Visitors were able to learn more about the OPC software interface, a statistical analysis tool that collects data on laser and waterjet cutting manufacturing activities and sends it to a variety of monitoring systems. Cutting efficiency is increased by reducing unscheduled idle time and deviations from the production plan, maximising output and enabling reliable order calculation. The function was introduced as an option in February 2014.

So that production staff, wherever they are, can ensure that cutting cycles are continuing as planned, Bystronic introduced mobile remote monitoring at the start of April 2014. The Coventry open house was thus an ideal Launchpad for the new software, called Observer. It enables web-based monitoring of production on laser and waterjet cutting machines from a camera in the working area. Images are accessed via any web-enabled terminal, be it a desktop computer, tablet or smartphone.

Another software function on show was the recently announced PartID within Bysoft 7, applicable to all Bystronic laser cutting machines, both CO2 and fibre. It enables automatic laser-engraving of an identification code onto cut parts, ensuring that bending is subsequently carried out correctly. The pressbrake must be equipped with ByVision Bending, the Swiss manufacturer's graphical user interface, as well as an additional scanning unit, which can be a smartphone.

Demonstrated also at the show was voice control of pressbrake operation. With this feature, the most important operations on Bystronic pressbrakes can be executed conveniently by voice command. On average, an operator spends two hours per shift inputting data or pressing buttons at the pressbrake control. With voice control, this non-productive time can be reduced significantly, allowing more parts to be produced per shift. Even the machine's tool clamping system can be controlled by voice activation.

Third party collaborations
As is usual at Bystronic open houses, third-party suppliers of equipment and services were in evidence, including Linde Group member, BOC. Technical support engineer from the UK division's Guildford HQ, Phil Sant, was on hand to offer advice on the use of nitrogen, oxygen and lasing gas (CO2/N/He) for laser cutting applications. It was only the second time that the company had participated directly in a Bystronic UK open house, but Mr Sant stressed the close working relationship between the two companies internationally since the early 1990s.

Automated storage and retrieval system manufacturer, KASTO, offers computer controlled towers for efficiently warehousing sheet in a 3D volume that is much less space-hungry than conventional pallets and racking. One of the company's Unitower C cassette storage systems is on permanent display in Bystronic's Coventry showroom. KASTO's managing director, Ernst Wagner, commented that he was delighted at the sales leads generated during the open house.
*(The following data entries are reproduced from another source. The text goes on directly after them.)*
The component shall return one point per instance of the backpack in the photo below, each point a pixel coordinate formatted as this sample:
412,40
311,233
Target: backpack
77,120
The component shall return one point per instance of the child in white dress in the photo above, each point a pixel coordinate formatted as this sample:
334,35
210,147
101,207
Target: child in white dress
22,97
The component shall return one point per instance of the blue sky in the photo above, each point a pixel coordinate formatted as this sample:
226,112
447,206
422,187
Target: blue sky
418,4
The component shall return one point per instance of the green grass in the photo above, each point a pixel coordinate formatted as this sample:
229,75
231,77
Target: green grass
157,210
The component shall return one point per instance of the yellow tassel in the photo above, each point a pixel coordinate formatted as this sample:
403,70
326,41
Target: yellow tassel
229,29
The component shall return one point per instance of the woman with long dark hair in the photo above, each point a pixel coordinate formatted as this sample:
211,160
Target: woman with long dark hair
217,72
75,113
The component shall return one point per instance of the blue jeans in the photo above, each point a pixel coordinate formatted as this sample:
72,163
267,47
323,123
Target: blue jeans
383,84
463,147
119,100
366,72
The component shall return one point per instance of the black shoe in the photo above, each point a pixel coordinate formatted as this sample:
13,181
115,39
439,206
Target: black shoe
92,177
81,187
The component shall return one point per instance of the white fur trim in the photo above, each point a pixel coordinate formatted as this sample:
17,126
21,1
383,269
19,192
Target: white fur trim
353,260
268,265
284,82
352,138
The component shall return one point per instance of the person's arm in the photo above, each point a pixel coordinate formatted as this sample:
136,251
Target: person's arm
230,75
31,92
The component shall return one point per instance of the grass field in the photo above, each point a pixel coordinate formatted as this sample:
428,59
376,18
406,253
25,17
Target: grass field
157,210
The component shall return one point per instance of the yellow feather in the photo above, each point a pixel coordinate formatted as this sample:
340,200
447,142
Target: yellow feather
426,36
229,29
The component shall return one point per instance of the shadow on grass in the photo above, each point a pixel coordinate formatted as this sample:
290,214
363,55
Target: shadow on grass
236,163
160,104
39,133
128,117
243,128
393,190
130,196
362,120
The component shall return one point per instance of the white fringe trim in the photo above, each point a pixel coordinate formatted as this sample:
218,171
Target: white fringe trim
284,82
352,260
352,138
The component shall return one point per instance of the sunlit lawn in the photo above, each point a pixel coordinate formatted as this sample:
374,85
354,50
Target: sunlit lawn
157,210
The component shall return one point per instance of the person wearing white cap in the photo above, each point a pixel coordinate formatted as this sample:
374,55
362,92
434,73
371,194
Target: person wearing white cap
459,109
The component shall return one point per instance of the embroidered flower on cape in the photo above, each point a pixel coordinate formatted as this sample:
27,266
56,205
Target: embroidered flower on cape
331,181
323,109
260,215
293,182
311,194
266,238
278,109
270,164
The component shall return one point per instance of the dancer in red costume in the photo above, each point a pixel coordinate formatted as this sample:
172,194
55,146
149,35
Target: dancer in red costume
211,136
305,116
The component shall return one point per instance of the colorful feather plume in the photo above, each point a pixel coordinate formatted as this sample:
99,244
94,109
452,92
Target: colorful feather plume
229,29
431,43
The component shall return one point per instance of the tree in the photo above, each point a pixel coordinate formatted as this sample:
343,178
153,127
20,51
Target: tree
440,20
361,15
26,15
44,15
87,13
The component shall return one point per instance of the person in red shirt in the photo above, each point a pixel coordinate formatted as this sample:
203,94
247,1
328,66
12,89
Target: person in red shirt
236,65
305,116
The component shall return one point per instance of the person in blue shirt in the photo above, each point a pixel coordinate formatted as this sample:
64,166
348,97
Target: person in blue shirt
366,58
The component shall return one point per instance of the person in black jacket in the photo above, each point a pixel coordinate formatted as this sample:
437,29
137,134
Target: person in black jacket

Continuation of another longstanding partnership was reinforced by a stand staffed by Gregory Conraud, president of the French company, Picot. The bending roll manufacturer, which exhibited a 3-metre model, sells its equipment into the UK through Bystronic and also has a machine on permanent display in Coventry.

Completing the third-party line-up were Outokumpu, the global leader in the supply of stainless steel and high performance alloys, and finance company, Deutsche Leasing. The latter has a worldwide cooperation agreement with Bystronic. Throughout the show, David Henshaw, Head of Industrial Equipment Finance, represented Deutsche Leasing's UK and Ireland subsidiary, which was established in Reigate in 2005 and has provided funding for many Bystronic machine purchases.